Car dans la famille Busson, on est roturiers et travailleurs mais également curieux, éduqués et ouvert aux idées nouvelles qui grondent par tout le pays et le font trembler sur ses bases. Des cinq enfants de Mathurin et Magdalaine, l’aîné – Robert – est le plus fantasque, éternel insatisfait, courant la fortune dans tous les camps, toujours prêt à tirer un trait et repartir à zéro quitte à semer la consternation derrière lui… Des années après la Révolution, Sophie, sa plus jeune soeur, se souvient avec une affection lucide du frère “indigne”, qui de soutien de Philippe Égalité se fit émigré, abandonna sa famille, se fit passer pour noble – ajoutant Du Maurier à son patronyme, et ce n’est pas fini car rien dans le monde en mutation qui était le sien ne pouvait apaiser cette âme toujours en quête…
On dit que Daphne Du Maurier fut assez surprise quand, explorant la région du Mans à la recherche du château Du Maurier dans lequel la tradition familiale situait la naissance de son aïeul Robert, aristocrate émigré pendant la Révolution, elle ne trouva qu’une ferme, un lieu-dit, ancienne propriété d’une famille de maîtres verriers.  Ainsi donc la tradition n’était – comme souvent – qu’une fable que Daphne s’employa à éclairer et dont elle fit ce très beau roman.

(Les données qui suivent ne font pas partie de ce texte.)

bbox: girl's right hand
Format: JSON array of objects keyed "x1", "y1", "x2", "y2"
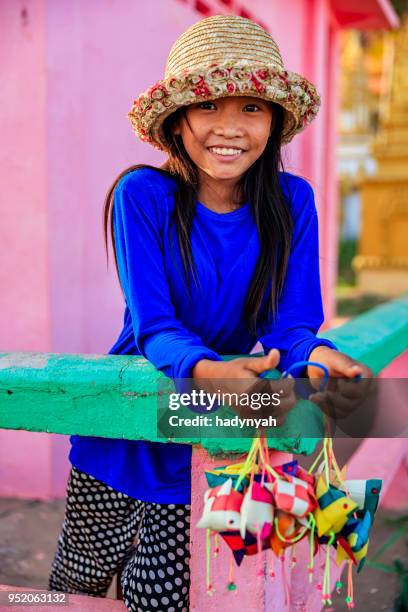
[{"x1": 192, "y1": 349, "x2": 296, "y2": 425}]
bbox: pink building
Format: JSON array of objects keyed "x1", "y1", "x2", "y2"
[{"x1": 0, "y1": 0, "x2": 398, "y2": 498}]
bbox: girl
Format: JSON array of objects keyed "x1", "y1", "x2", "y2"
[{"x1": 50, "y1": 16, "x2": 369, "y2": 612}]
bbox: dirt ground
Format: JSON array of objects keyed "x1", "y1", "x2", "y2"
[{"x1": 0, "y1": 498, "x2": 408, "y2": 612}]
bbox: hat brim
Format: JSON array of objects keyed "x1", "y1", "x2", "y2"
[{"x1": 127, "y1": 62, "x2": 320, "y2": 151}]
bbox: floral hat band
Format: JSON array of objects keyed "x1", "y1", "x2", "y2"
[{"x1": 127, "y1": 15, "x2": 320, "y2": 151}]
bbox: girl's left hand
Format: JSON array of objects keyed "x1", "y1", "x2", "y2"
[
  {"x1": 307, "y1": 345, "x2": 374, "y2": 379},
  {"x1": 307, "y1": 345, "x2": 374, "y2": 418}
]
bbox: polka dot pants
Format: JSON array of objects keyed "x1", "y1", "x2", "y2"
[{"x1": 49, "y1": 467, "x2": 191, "y2": 612}]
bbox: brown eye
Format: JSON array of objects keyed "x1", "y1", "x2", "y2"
[{"x1": 245, "y1": 104, "x2": 261, "y2": 113}]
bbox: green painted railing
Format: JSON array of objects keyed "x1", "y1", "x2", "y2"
[{"x1": 0, "y1": 295, "x2": 408, "y2": 454}]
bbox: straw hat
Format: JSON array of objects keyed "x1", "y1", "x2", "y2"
[{"x1": 127, "y1": 15, "x2": 320, "y2": 151}]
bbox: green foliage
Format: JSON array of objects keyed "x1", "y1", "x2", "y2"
[{"x1": 338, "y1": 238, "x2": 357, "y2": 285}]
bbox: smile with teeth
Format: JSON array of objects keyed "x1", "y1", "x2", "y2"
[{"x1": 209, "y1": 147, "x2": 243, "y2": 157}]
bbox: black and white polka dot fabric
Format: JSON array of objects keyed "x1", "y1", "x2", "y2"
[{"x1": 49, "y1": 467, "x2": 191, "y2": 612}]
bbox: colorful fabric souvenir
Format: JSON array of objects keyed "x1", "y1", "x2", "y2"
[
  {"x1": 205, "y1": 463, "x2": 249, "y2": 491},
  {"x1": 240, "y1": 482, "x2": 274, "y2": 539},
  {"x1": 272, "y1": 476, "x2": 317, "y2": 524},
  {"x1": 313, "y1": 476, "x2": 358, "y2": 537},
  {"x1": 197, "y1": 478, "x2": 243, "y2": 531},
  {"x1": 273, "y1": 459, "x2": 315, "y2": 486},
  {"x1": 220, "y1": 531, "x2": 271, "y2": 565},
  {"x1": 270, "y1": 510, "x2": 306, "y2": 557},
  {"x1": 336, "y1": 510, "x2": 372, "y2": 572},
  {"x1": 344, "y1": 478, "x2": 382, "y2": 524},
  {"x1": 197, "y1": 428, "x2": 382, "y2": 608}
]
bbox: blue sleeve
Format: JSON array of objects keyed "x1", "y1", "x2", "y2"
[
  {"x1": 259, "y1": 176, "x2": 337, "y2": 377},
  {"x1": 113, "y1": 170, "x2": 222, "y2": 378}
]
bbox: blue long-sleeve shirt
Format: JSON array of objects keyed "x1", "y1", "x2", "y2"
[{"x1": 69, "y1": 168, "x2": 336, "y2": 504}]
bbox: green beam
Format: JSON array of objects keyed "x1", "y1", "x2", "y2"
[{"x1": 0, "y1": 297, "x2": 408, "y2": 455}]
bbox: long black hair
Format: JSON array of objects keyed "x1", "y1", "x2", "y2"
[{"x1": 103, "y1": 104, "x2": 293, "y2": 335}]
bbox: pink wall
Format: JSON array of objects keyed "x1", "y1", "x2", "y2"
[{"x1": 0, "y1": 0, "x2": 396, "y2": 497}]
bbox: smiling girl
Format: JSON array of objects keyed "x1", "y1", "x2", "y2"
[{"x1": 50, "y1": 16, "x2": 368, "y2": 612}]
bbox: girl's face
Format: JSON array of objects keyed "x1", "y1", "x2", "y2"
[{"x1": 173, "y1": 96, "x2": 273, "y2": 183}]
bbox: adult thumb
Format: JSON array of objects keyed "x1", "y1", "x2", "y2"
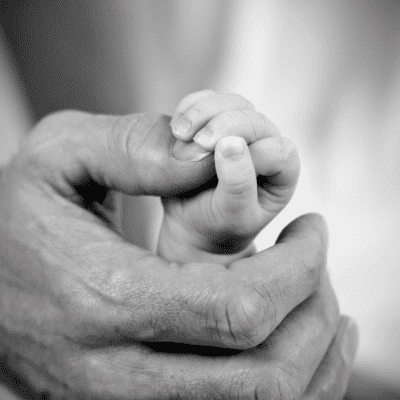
[{"x1": 17, "y1": 111, "x2": 215, "y2": 196}]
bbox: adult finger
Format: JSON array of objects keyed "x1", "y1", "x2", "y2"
[
  {"x1": 28, "y1": 209, "x2": 326, "y2": 348},
  {"x1": 193, "y1": 108, "x2": 279, "y2": 151},
  {"x1": 229, "y1": 214, "x2": 328, "y2": 337},
  {"x1": 172, "y1": 93, "x2": 254, "y2": 141},
  {"x1": 171, "y1": 89, "x2": 215, "y2": 128},
  {"x1": 211, "y1": 136, "x2": 260, "y2": 230},
  {"x1": 18, "y1": 270, "x2": 338, "y2": 400},
  {"x1": 301, "y1": 317, "x2": 358, "y2": 400},
  {"x1": 16, "y1": 111, "x2": 215, "y2": 198}
]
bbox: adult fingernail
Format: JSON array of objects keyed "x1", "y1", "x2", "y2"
[
  {"x1": 172, "y1": 140, "x2": 211, "y2": 161},
  {"x1": 218, "y1": 136, "x2": 246, "y2": 161},
  {"x1": 172, "y1": 117, "x2": 192, "y2": 140}
]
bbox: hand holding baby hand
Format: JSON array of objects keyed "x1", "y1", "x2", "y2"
[{"x1": 159, "y1": 90, "x2": 300, "y2": 262}]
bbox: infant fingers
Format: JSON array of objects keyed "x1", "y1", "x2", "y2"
[
  {"x1": 171, "y1": 92, "x2": 254, "y2": 142},
  {"x1": 171, "y1": 89, "x2": 215, "y2": 126},
  {"x1": 249, "y1": 137, "x2": 300, "y2": 211},
  {"x1": 193, "y1": 109, "x2": 279, "y2": 151}
]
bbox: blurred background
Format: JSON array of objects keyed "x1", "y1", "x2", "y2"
[{"x1": 0, "y1": 0, "x2": 400, "y2": 399}]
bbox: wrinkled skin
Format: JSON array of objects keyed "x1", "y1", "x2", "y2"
[{"x1": 0, "y1": 111, "x2": 357, "y2": 400}]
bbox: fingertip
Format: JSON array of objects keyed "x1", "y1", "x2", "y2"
[{"x1": 169, "y1": 111, "x2": 183, "y2": 132}]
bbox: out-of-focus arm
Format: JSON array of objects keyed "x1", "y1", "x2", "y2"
[{"x1": 0, "y1": 36, "x2": 32, "y2": 168}]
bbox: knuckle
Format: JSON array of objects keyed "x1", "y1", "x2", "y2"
[
  {"x1": 16, "y1": 110, "x2": 87, "y2": 175},
  {"x1": 184, "y1": 104, "x2": 205, "y2": 122},
  {"x1": 272, "y1": 366, "x2": 301, "y2": 400},
  {"x1": 219, "y1": 288, "x2": 267, "y2": 348}
]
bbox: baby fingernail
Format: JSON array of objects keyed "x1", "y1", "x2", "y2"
[
  {"x1": 172, "y1": 140, "x2": 211, "y2": 161},
  {"x1": 218, "y1": 136, "x2": 246, "y2": 161},
  {"x1": 172, "y1": 117, "x2": 192, "y2": 139}
]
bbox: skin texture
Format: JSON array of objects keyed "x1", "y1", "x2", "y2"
[
  {"x1": 0, "y1": 111, "x2": 357, "y2": 400},
  {"x1": 158, "y1": 90, "x2": 300, "y2": 265}
]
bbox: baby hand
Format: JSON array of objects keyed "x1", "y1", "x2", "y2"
[{"x1": 158, "y1": 91, "x2": 300, "y2": 263}]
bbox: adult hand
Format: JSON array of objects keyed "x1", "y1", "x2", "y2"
[{"x1": 0, "y1": 111, "x2": 356, "y2": 399}]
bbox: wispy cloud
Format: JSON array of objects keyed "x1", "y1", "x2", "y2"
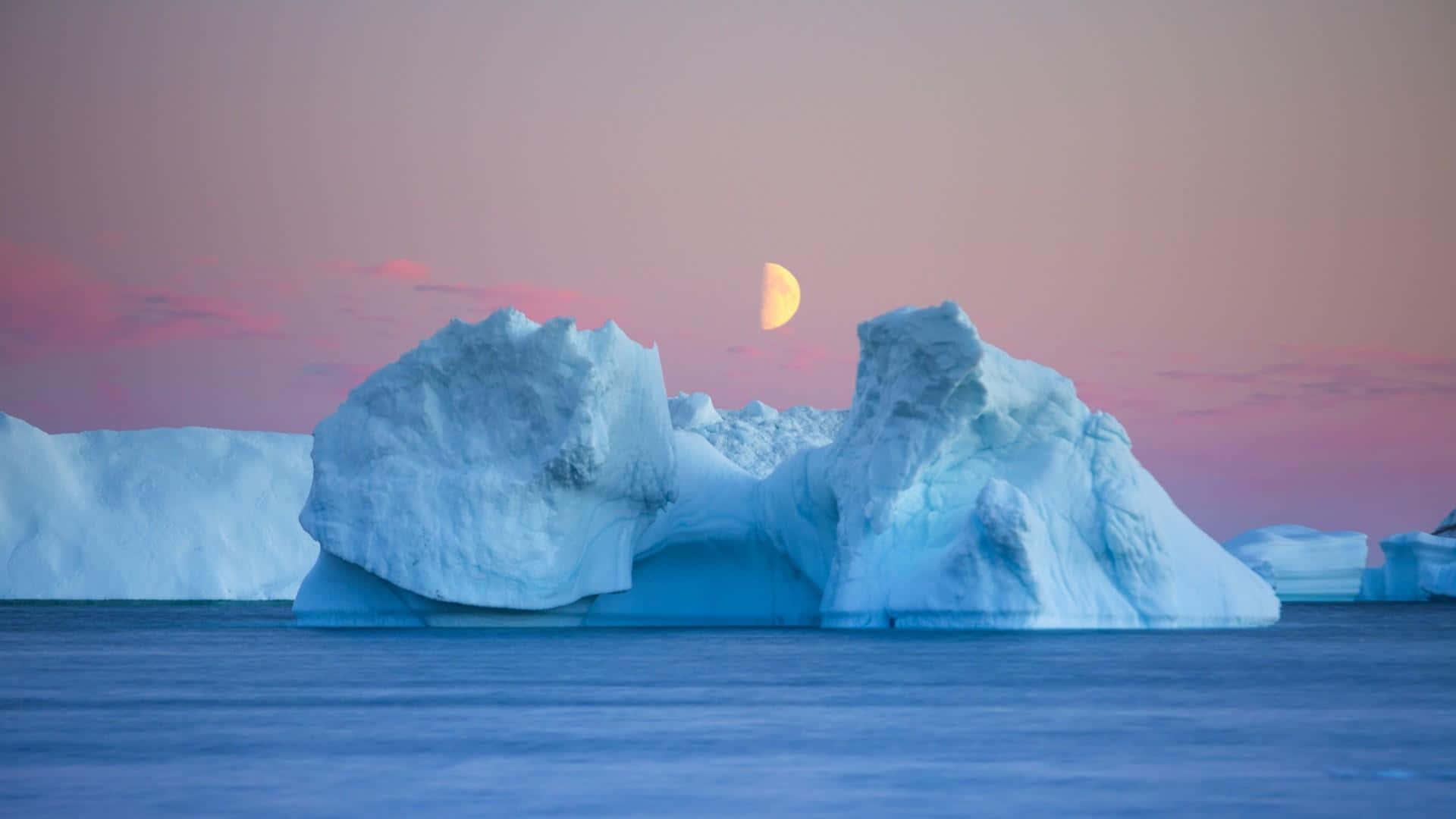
[
  {"x1": 415, "y1": 281, "x2": 623, "y2": 321},
  {"x1": 0, "y1": 234, "x2": 281, "y2": 353}
]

Récit familial donc avec l’histoire rocambolesque du controversé Robert mais aussi superbe plongée dans l’époque révolutionnaire vue par une famille d’artisans aisés du fin fond du Perche, là où les nouvelles arrivent avec retard, où les rumeurs les plus folles se propagent, se croisent, se contredisent, divisant les familles, réécrivant les fidélités. Comme dans Le Général du roi, on retrouve le thème de “l’arrière”, des femmes qui, en l’absence des hommes, assurent la continuité de la vie dans l’attente inquiète de la moindre nouvelle mais l’auteure nous offre aussi quelques beaux moments de bravoure dont le 14 juillet 1789 dans les rues de Paris ou l’invasion du Mans par les “Chouans”. Une belle histoire donc, pleine d’aventures et de rebondissements dans un cadre historique fort bien rendu et documenté et toujours l’écriture limpide et la maitrise psychologique de l’auteure. Excellent !
Les souffleurs de verre – Daphne Du Maurier – 1964 – traduit de l’anglais par Catherine Grégoire
Lu dans le cadre du so sparkling mois anglais des si scintillantes Titine, Lou et Cryssilda. Il peut entrer dans la catégorie roman historique, roman de Daphne ou même roman d’une auteure anglaise du XXe siècle, elle est pas britishement belle la vie ?

moisanglais

Ce contenu a été publié dans roman britanique. Vous pouvez le mettre en favoris avec ce permalien.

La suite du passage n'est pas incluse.